The company, the world's second-largest maker of heart devices, is in talks with ``several potential buyers'' for the cardiac and vascular surgery units and expects any transactions to take ``a number of months,'' according to a statement today.
Boston Scientific agreed last week to pay $1.15 billion to undo the 2004 acquisition of Advanced Bionics and keep its pain management business. The Natick, Massachusetts-based company has been hurt by falling sales of stents, the tiny mesh tubes that prop open diseased arteries, and defibrillators, which shock stopped hearts to normal rhythm.

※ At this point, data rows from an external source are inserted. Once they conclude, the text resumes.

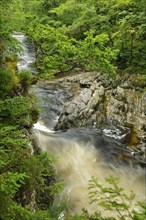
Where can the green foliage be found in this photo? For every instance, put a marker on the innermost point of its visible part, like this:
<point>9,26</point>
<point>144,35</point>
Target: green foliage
<point>18,111</point>
<point>62,35</point>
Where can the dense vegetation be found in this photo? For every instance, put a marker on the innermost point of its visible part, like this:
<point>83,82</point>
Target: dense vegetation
<point>101,35</point>
<point>91,35</point>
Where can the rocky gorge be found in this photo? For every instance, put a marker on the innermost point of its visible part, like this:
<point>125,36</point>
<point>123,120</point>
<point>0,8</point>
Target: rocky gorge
<point>97,100</point>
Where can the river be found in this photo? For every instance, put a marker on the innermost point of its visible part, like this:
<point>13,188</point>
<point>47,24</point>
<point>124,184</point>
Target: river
<point>80,153</point>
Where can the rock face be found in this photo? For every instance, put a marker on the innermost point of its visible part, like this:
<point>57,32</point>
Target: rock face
<point>98,100</point>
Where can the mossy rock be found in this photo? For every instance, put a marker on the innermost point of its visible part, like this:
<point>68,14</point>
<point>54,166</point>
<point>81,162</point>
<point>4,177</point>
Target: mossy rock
<point>138,80</point>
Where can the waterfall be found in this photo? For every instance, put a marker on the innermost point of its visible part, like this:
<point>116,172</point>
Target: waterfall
<point>80,153</point>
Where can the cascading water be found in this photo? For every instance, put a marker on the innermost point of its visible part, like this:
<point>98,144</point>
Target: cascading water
<point>81,152</point>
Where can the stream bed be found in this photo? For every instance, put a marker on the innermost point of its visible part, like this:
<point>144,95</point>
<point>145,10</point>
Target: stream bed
<point>80,152</point>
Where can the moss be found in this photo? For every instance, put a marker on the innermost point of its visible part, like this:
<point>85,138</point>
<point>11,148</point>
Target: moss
<point>138,80</point>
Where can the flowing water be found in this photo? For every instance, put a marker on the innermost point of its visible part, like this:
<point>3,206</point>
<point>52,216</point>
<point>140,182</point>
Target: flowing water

``Anything the company can do to cut costs, raise capital and help focus their business is good at this point,'' said Joanne Wuensch, an analyst with BMO Capital Markets in New York, in a telephone interview today. ``I don't think they have their backs against a wall, but there are some warning signals.''
The cardiac and vascular businesses, which make tools for heart bypass surgery and patches to repair valves, have a combined 700 employees and generated revenue of $275 million in 2006, the company said in the statement.
Guidant Purchase
The company said it acquired the cardiac surgery business in April 2006 as part of its $27.5 billion purchase of Guidant Corp., and it established the vascular surgery unit with the purchase of Meadox Medicals in 1995.
Boston Scientific rose 17 cents to $12.91 as of 5:58 p.m. in extended trading after the announcement. It fell to $12.74, the lowest in about five years, in regular New York Stock Exchange composite trading. The stock has declined 26 percent this year.
A possible sale of the two units is part of the company's strategy of divesting some investments and selling non-strategic assets, said Paul Donovan, a spokesman for Boston Scientific, in a telephone interview today.
``We have businesses that we acquired over time that we consider no longer strategic to our core enterprise,'' which is interventional cardiology, cardiac rhythm management, endosurgery and pain management, he said. ``This is part of a broader strategy to improve our operating and financial performance and ultimately increase shareholder value.''
Demand for stents that are infused with medicine, to prevent scar tissue from forming around the device, have shrunk in the past year after studies linked the drug-coated models to a higher rate of blood clots when compared with the older, bare-metal versions. Research also showed that the devices weren't better than drugs in treating heart disease.
Orders Hurt
Recalls of the implantable defibrillators prompted caution among doctors and patients and hurt orders for the $30,000 stopwatch-size devices that are surgically inserted into the chest.
Boston Scientific had $8.9 billion of debt on June 30, compared with $2 billion before the Guidant acquisition last year. After the company decided not to sell part of its endosurgery unit, Standard & Poor's and Fitch cut their ratings on its debt to below investment grade, or junk status, on Aug. 3.
Last month the company said it's considering selling a fluid-management business, which makes products used to surgically repair blood vessels.